Ter handhaving van orde en rust en tot voorkoming van ongelukken is een ieder die daartoe aanzegging gedaan wordt, door of vanwege B en W, verpligt het ter markt gebragte vee of alle andere voorwerpen terstond te verwijderen.

art. 23.

De overtredingen van eene der bepalingen der artt. 20, 21 en 22 worden gestraft met eene geldboete van vier gulden.

Van het vee

art. 24.

Het is verboden
a. eenig vee, hoe ook genaamd, voor zoover daartegen niet is voorzien bij art. 475 no. 10 van het Wetboek van Strafregt, te laten loopen of grazen op gronden bij een ander in gebruik, zonder schriftelijke toestemming van den eigenaar.
b. van den 1 mei tot den 15 augustus van elk jaar te komen met eenig vee op de wegen of voetpaden, lopende door de akker of weivelden, die niet door eenen sloot, hegge of heiningen van de daarnevens liggende gronden of erven zijn afgescheiden
c. eenig vee over andere binnen- of landwegen en voetpaden te leiden of te drijven dan alleen over die, welke naar deze of eene andere gemeente of naar den grond van den eigenaar van het vee loopen, zonder nogthans dat het vee zich mag ophouden om langs de kanten of hagen te kunnen weiden
d.

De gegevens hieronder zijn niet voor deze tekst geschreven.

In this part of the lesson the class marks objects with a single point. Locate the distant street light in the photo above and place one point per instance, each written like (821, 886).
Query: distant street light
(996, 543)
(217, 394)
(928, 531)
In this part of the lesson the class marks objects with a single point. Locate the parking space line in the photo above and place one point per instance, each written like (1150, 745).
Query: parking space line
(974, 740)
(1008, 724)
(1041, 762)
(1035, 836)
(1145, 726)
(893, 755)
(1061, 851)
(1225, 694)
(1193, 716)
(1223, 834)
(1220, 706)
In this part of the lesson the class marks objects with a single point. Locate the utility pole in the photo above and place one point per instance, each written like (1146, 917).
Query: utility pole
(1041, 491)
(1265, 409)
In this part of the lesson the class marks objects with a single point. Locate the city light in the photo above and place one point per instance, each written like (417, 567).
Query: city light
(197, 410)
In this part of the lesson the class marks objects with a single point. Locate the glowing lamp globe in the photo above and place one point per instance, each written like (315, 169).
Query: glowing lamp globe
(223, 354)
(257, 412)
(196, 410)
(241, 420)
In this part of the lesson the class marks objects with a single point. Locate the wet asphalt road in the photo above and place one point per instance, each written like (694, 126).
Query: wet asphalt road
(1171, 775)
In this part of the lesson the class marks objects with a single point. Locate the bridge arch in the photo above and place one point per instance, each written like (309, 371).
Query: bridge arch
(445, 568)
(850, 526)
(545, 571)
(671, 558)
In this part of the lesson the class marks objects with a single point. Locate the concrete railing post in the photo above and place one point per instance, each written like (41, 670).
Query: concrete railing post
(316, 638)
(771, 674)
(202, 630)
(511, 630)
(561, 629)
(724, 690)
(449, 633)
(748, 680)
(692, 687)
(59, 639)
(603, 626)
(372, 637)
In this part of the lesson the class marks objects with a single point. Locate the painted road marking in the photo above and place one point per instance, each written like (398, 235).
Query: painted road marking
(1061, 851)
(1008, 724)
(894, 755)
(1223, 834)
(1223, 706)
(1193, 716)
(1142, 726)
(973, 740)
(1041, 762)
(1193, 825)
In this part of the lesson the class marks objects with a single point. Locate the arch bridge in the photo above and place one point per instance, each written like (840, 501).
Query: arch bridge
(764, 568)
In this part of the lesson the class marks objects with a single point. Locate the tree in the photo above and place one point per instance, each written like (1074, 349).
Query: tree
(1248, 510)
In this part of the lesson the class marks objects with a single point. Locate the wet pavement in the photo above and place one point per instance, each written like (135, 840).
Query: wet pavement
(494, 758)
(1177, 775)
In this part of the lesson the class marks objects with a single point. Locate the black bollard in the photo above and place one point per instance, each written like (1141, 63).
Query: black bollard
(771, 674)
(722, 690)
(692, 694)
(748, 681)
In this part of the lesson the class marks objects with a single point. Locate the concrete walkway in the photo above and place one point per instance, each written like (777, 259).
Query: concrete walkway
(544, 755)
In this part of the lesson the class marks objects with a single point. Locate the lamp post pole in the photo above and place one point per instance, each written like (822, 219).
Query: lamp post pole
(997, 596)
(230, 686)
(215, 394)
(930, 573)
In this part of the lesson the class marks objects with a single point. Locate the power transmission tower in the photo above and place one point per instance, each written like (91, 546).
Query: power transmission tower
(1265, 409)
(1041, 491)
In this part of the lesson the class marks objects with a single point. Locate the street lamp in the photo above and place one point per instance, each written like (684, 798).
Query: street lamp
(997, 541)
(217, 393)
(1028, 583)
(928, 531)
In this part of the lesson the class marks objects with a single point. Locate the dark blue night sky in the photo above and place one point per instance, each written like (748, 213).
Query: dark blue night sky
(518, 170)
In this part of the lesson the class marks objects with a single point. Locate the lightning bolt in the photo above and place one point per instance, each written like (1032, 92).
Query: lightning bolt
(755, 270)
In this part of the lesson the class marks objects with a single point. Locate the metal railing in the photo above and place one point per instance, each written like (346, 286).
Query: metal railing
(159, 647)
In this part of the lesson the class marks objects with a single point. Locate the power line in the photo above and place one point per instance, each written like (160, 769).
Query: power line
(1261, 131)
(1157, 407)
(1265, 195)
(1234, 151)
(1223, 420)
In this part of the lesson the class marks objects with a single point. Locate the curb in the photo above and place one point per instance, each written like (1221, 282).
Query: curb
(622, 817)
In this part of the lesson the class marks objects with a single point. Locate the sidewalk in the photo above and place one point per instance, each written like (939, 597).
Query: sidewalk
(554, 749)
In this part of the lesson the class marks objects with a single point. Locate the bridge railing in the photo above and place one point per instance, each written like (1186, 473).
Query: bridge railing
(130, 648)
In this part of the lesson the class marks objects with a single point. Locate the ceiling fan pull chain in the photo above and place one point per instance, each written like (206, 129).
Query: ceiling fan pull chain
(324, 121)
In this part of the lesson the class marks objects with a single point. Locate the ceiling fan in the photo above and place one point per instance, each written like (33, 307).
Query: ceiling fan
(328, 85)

Hengsten of stieren langs of over openbare wegens anders te drijven dan behoorlijk aan de hand vastgehouden, onder geleide van een of meer daartoe geschikte personen.

art. 25.

Het vee, zonder geleide bevonden op de gemeente of particulieren gronden of openbare wegen en voetpaden, kan worden geschut, in verzekerde bewaring gesteld en voor rekening van den eigenaar onderhouden.

art. 26.

Indien de eigenaar het geschutte vee niet binnen 8 dagen opvordert, brengen B en W, onder opgaaf der kennelijke teekenen van het vee, de schutting ter openbare kennis, door afkondiging in deze en aangrenzende gemeenten en door middel van een in de hoofdplaats der provincie uitgegeven nieuwsblad.

art. 27.

Is binnen 14 dagen na de bekendmaking het geschutte vee niet door den eigenaar of regthebbende gelost wordt het door B en W, na eene zondagsche publicatie van den dag en het uur, in het openbaar aan den meestbiedende om gereed geld verkocht. Uit de kooppenningen worden betaald de boeten voor zooveel die zijn opgelegd, de kosten van stalling en voeder en de kosten van bekendmaking en verkooping. De overblijvende gelden worden in d gemeentekas gestort, zij worden uitgekeerd aan den eigenaar van het verkochte vee indien hij die, binnen den tijd bij de wet op de verjaring bepaald, vordert.

art. 28.

Verschijnt de eigenaar binnen den artt. 26 en 27 vermelden tijd tot lossing van het geschutte vee, wordt dadelijk bij de lossing gevorderd de voldoening der kosten van stalling en voeder en de kosten van bekendmaking in art. 26 bedoeld.

art. 29.

De overtreding van eene der bepalingen van artikel 24 en 24 worden gestraft met een geldboete van:
twee gulden voor elk paard
een gulden voor elk rundbeest, geit, ezel of varken
een gulden voor een schaap en drie gulden voor een kudde schapen
Onverminderd het regt van den eigenaar of gebruiker der gronden tot vergoeding der veroorzaakte schade tegen den overtreder, zullende de boete, wanneer de overtreding des nachts plaats heeft, worden verdubbeld.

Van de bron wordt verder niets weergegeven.